La jeune fille bronzée continua :

- On croyait qu'on allait disparaître, comme le reste. Mais tu nous as dit "Et si on écrivait sur nous ?" Nous ne t'avons pas crue tout de suite.

La rousse enchaîna :

- On pensait que nos vies étaient nulles. Qu'on n'avait rien à dire. Et tu nous as dit :"À partir de combien d'instants nuls on a une vie ?"

- On a ainsi formé, écrit notre "tas de grains". On a écrit ce qu'on pensait n'avoir aucun intérêt. On a ajouté des grains, des non-grains, pour former un non-tas, et d'autres ont lu nos non-vies. Et ont aimé. Aucune vie ne contient que des "non-grains". A-t'on vécu des non-vies, du coup ? Je ne pense pas.

Numéro 3 acheva sa tirade en rejoignant Numéro 1. Les autres se levèrent aussi. Numéro 5 ne les regardait pas, mais s'était un peu redressée. Sur sa feuille vierge, la tâche de sang avait pâli, presque disparue. Numéro 1 posa son menton sur le sommet du crâne de Numéro 5, doucement.

- On a voulu ensuite écrire à propos d'autre chose. On s'est désintéressés de nous. Nos vies, nos non-vies qui nous ont sauvés une fois, nous les avons remises au placard. C'est comme ça qu'elles ont commencé à nous échapper, c'est comme ça qu'on a commencé à les oublier.

Le silence, à nouveau, prit place. Mais chacun réfléchissait. C'était logique. Ils oubliaient qui ils étaient, écrivaient sur autre chose, ne pensant plus un seul instant qu'ils étaient les protagonistes de leur vie.
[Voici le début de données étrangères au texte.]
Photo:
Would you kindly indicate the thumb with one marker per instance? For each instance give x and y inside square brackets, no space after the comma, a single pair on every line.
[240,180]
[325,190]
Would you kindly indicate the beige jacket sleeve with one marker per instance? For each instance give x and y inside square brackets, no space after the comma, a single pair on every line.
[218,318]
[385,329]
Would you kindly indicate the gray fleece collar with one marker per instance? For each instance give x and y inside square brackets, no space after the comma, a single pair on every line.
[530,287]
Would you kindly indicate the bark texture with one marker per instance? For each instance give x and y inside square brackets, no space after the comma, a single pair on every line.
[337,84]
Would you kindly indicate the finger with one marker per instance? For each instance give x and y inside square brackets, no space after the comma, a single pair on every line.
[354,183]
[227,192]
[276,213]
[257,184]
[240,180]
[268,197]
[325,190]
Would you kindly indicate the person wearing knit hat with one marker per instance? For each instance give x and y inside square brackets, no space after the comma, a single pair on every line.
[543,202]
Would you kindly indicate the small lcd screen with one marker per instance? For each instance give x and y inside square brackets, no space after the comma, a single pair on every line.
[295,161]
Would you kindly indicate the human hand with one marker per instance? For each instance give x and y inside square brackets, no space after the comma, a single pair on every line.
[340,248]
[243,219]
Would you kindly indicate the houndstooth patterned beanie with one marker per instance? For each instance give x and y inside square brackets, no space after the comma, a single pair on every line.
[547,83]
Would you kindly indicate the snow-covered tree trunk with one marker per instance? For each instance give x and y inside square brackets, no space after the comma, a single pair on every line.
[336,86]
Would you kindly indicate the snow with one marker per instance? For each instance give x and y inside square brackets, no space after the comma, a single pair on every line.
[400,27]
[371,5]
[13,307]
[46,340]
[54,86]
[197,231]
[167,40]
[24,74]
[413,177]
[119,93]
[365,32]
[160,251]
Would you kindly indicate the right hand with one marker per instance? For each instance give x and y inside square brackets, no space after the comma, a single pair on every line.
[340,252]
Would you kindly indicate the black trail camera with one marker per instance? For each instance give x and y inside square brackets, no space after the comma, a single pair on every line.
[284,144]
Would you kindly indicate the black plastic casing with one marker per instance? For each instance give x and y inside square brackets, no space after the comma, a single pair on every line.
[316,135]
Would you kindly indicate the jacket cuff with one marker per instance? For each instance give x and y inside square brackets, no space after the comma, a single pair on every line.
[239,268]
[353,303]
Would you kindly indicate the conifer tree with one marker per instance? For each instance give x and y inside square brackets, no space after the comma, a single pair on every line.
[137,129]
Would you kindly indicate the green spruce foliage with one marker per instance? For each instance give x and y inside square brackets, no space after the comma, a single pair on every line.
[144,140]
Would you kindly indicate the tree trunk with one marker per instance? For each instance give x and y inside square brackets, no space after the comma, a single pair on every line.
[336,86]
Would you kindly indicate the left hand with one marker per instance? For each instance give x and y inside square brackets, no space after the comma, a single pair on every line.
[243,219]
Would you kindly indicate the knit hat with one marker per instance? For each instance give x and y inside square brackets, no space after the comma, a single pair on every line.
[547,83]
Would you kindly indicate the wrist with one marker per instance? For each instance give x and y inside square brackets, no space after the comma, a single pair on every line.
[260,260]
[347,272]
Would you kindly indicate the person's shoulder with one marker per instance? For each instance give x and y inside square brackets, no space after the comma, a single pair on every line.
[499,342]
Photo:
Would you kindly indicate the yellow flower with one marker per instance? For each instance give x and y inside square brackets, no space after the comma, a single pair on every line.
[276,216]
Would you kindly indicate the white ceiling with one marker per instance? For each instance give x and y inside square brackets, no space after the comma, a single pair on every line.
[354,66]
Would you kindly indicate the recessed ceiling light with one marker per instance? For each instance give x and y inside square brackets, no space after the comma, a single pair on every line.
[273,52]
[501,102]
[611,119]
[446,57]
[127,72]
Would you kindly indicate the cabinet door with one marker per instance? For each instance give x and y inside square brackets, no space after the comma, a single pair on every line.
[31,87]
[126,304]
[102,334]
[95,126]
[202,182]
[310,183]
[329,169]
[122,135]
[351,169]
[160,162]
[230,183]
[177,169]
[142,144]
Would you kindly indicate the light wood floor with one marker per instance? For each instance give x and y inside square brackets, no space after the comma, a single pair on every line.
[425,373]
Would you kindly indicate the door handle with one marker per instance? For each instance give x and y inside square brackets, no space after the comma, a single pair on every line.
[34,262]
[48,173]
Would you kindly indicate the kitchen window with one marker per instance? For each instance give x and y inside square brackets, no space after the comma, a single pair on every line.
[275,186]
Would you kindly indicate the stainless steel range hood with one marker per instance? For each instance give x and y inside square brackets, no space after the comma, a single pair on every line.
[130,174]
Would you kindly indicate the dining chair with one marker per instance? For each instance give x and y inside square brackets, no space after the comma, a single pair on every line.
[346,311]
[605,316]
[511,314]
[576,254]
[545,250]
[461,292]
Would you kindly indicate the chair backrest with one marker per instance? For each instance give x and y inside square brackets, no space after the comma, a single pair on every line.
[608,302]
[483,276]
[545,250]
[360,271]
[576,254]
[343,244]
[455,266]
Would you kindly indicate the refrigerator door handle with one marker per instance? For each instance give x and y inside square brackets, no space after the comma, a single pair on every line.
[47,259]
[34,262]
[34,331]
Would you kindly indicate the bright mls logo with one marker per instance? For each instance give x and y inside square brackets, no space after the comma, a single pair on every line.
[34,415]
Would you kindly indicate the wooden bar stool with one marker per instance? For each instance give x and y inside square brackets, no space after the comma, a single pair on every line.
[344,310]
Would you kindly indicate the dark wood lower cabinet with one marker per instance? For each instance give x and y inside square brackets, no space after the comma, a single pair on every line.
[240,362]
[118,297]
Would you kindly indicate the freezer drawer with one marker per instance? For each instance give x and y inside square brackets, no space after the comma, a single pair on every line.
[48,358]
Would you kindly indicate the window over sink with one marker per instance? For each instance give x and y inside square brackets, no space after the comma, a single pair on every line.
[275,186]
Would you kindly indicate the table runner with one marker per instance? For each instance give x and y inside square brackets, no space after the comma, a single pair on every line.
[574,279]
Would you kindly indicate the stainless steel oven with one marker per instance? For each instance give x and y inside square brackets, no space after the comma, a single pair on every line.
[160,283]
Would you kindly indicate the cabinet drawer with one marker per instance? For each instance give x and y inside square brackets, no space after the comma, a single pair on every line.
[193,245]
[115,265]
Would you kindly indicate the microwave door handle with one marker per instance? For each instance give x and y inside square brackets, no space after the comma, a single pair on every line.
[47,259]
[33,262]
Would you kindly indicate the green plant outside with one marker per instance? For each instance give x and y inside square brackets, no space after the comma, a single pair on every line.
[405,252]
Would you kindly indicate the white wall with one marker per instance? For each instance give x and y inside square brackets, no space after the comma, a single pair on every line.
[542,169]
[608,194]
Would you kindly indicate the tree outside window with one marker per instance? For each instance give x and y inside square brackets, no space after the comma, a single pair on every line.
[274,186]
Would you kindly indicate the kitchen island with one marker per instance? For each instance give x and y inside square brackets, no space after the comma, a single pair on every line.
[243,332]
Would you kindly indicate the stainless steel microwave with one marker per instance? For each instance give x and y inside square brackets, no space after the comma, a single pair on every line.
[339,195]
Ils pensaient ne plus avoir de vie. La première fois, Numéro 5 l'avait rappelé aux autres. Ils vivaient et devaient fixer par écrit ce qu'ils avaient. Ils l'avaient revécu une deuxième fois, par l'écriture. C'était devenu leur credo. Puis, à nouveau, l'oubli. Le désintérêt. La jeune fille se dressa complètement, respira. Numéro 1 la lâcha et demanda :

- Tu veux écrire à nouveau sur nous ? Sur nos "Non-Vies" ? Pour qu'on ne les oublie pas encore une fois.

Numéro 5 sourit. C'était un petit sourire, mais un sourire quand même. Elle reprit son stylo.